Draußen hat es schon längst angefangen zu regnen, im Raum geht es stürmisch zu, aber das Klima ist nicht schlecht. Am Ende wissen alle ein wenig mehr, ist die Welt nicht besser geworden, aber trotzdem etwas passiert. Niemand scheint unzufrieden nach der Stunde Diskussion – sie war fair und offen.
Am Ende bringt die Abgeordnete ihre Gäste noch zum Fahrstuhl, der sie auf die Kuppel bringen wird.
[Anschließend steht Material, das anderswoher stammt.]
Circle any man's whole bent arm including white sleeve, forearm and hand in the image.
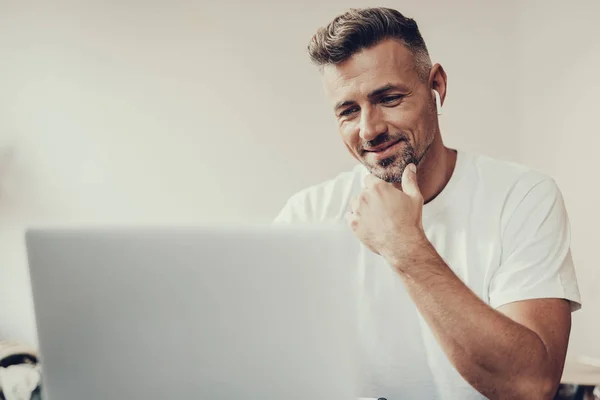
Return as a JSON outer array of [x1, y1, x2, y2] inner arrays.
[[347, 166, 579, 399]]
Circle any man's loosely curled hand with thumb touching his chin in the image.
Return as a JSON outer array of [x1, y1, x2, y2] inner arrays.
[[346, 164, 426, 272]]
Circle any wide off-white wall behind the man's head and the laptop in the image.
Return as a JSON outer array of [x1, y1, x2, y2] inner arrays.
[[0, 0, 540, 342]]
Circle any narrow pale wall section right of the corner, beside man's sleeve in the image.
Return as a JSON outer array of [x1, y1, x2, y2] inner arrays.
[[515, 0, 600, 358]]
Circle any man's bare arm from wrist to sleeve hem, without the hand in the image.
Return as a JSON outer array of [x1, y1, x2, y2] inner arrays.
[[401, 239, 571, 399]]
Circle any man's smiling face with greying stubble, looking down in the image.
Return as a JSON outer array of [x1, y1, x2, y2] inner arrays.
[[323, 40, 438, 182]]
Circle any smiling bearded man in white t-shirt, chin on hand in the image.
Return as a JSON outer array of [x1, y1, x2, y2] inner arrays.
[[276, 8, 580, 399]]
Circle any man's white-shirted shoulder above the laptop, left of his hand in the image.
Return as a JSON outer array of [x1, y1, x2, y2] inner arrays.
[[278, 164, 367, 222]]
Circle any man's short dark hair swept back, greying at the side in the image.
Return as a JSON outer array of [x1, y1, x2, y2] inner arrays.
[[308, 7, 431, 81]]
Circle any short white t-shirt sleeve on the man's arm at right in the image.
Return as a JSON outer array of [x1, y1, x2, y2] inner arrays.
[[489, 178, 581, 311]]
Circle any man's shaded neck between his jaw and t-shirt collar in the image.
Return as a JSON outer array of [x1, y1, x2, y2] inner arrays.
[[417, 135, 456, 203]]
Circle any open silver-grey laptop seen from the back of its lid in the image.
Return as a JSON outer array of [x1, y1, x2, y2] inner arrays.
[[26, 225, 360, 400]]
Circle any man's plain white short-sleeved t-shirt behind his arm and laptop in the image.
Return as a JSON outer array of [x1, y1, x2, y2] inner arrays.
[[275, 151, 581, 400]]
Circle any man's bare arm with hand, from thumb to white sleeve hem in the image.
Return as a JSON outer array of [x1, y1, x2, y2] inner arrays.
[[347, 162, 571, 399]]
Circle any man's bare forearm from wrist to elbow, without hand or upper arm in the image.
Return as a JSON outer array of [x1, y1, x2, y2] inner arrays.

Sie selbst geht noch einmal kurz ins Büro, um ein letztes Mal die Tasche umzupacken und nach Kreuzberg in die Obentrautstraße zu fahren.
Die Stadt ist voll um diese Zeit. Vor dem Reichstag, Eingang Ost, versucht eine Frau im gelben Regenmantel, Wasser vom überdachten Sockel und die Stufen hinunterzufegen. Das scheint im Moment auch nicht einfacher, als über Reformpolitik zu diskutieren. Petra Merkel ist auf dem Weg zu ihrem letzten Termin bei der Jugend- und Familienstiftung des Landes Berlin. Dort wird man ihr nicht anmerken, dass dies ein langer Tag war. Im Gegenteil. Dort wird sie Zukunft planen.